Margaret Coel took an interesting turn with her latest book set on the Arapaho Wind River Reservation. Rather than going to Native American legends or mythology for her story, The Girl with Braided Hair is very much a part of the recent history of Native Americans.
The book is written in parallel times. Starting in 1973, shortly after the incident at Wounded Knee, the reader is introduced to Liz Plenty Horses, a young mother who has been on the fringes of the American Indian Movement. She is suspected of being a snitch and is on the run. Coel moves the reader with ease to 2007 when a skeleton is discovered on the Wind River Reservation. Vicky and Father John are determined to find out who the dead woman was and to bring her killer to justice. While investigating, they open some old wounds from an ugly time in our not so distant past.

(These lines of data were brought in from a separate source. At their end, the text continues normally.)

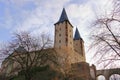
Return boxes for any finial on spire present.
[74,27,82,40]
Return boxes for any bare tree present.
[89,0,120,69]
[0,31,59,80]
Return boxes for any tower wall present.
[66,21,73,50]
[73,40,86,61]
[74,40,83,55]
[54,21,73,51]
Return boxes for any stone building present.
[0,8,96,80]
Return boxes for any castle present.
[0,8,97,80]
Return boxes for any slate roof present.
[74,28,82,40]
[57,8,69,23]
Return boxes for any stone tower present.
[54,8,73,51]
[54,8,86,64]
[73,27,86,59]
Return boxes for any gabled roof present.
[74,28,82,40]
[56,8,69,23]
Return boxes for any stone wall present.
[54,21,73,50]
[69,62,92,80]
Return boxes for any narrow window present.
[66,26,67,29]
[59,40,61,43]
[66,38,68,42]
[66,32,68,37]
[59,34,61,37]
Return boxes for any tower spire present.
[57,8,69,23]
[74,27,82,40]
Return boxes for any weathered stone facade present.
[69,62,91,80]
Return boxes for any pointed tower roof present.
[74,27,82,40]
[54,8,73,27]
[57,8,69,23]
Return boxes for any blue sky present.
[0,0,113,65]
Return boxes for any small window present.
[60,28,61,30]
[66,26,67,29]
[66,33,68,37]
[59,40,61,43]
[59,34,61,36]
[66,38,68,42]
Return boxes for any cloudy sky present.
[0,0,113,65]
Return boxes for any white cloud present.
[90,0,113,16]
[8,0,33,7]
[14,0,70,35]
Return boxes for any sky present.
[0,0,114,67]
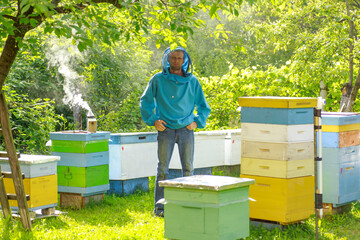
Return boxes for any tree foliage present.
[1,86,66,154]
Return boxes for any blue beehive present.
[321,112,360,206]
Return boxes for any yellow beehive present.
[240,174,314,224]
[241,158,314,178]
[4,174,57,209]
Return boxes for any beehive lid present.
[110,132,157,144]
[239,97,317,108]
[322,112,360,125]
[0,154,60,164]
[50,131,110,141]
[159,175,255,191]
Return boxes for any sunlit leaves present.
[1,0,254,53]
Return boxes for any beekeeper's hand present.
[186,121,197,130]
[155,119,167,132]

What sets this book apart from many of the books set in Indian Country, is that it reminds the reader of the continuing struggles of modern day Native American people in our country. While today's readers can only read about the Indian Wars of the 1800's and about the struggles with the westward moving white settlers, The Girl with Braided Hair is set against tragic events in the not too distant past that many readers will remember. This book reminds readers that while the incidents at Pine Ridge and Wounded Knee are over, the struggles of our Native American Peoples that precipitated the incidents are not.
Coel lets readers, through the various characters, see both sides of the struggles that occurred in the 1970's. While the media focus was on the Native Americans supporting the AIM, many of the peoples did not and many more, as several characters in thus book, were caught between the two groups. All of this makes for fascinating reading.
While The Girl with Braided Hair is quite an enjoyable mystery, it is much more. Coel has used her many talents to remind readers of painful era in our history from many perspectives.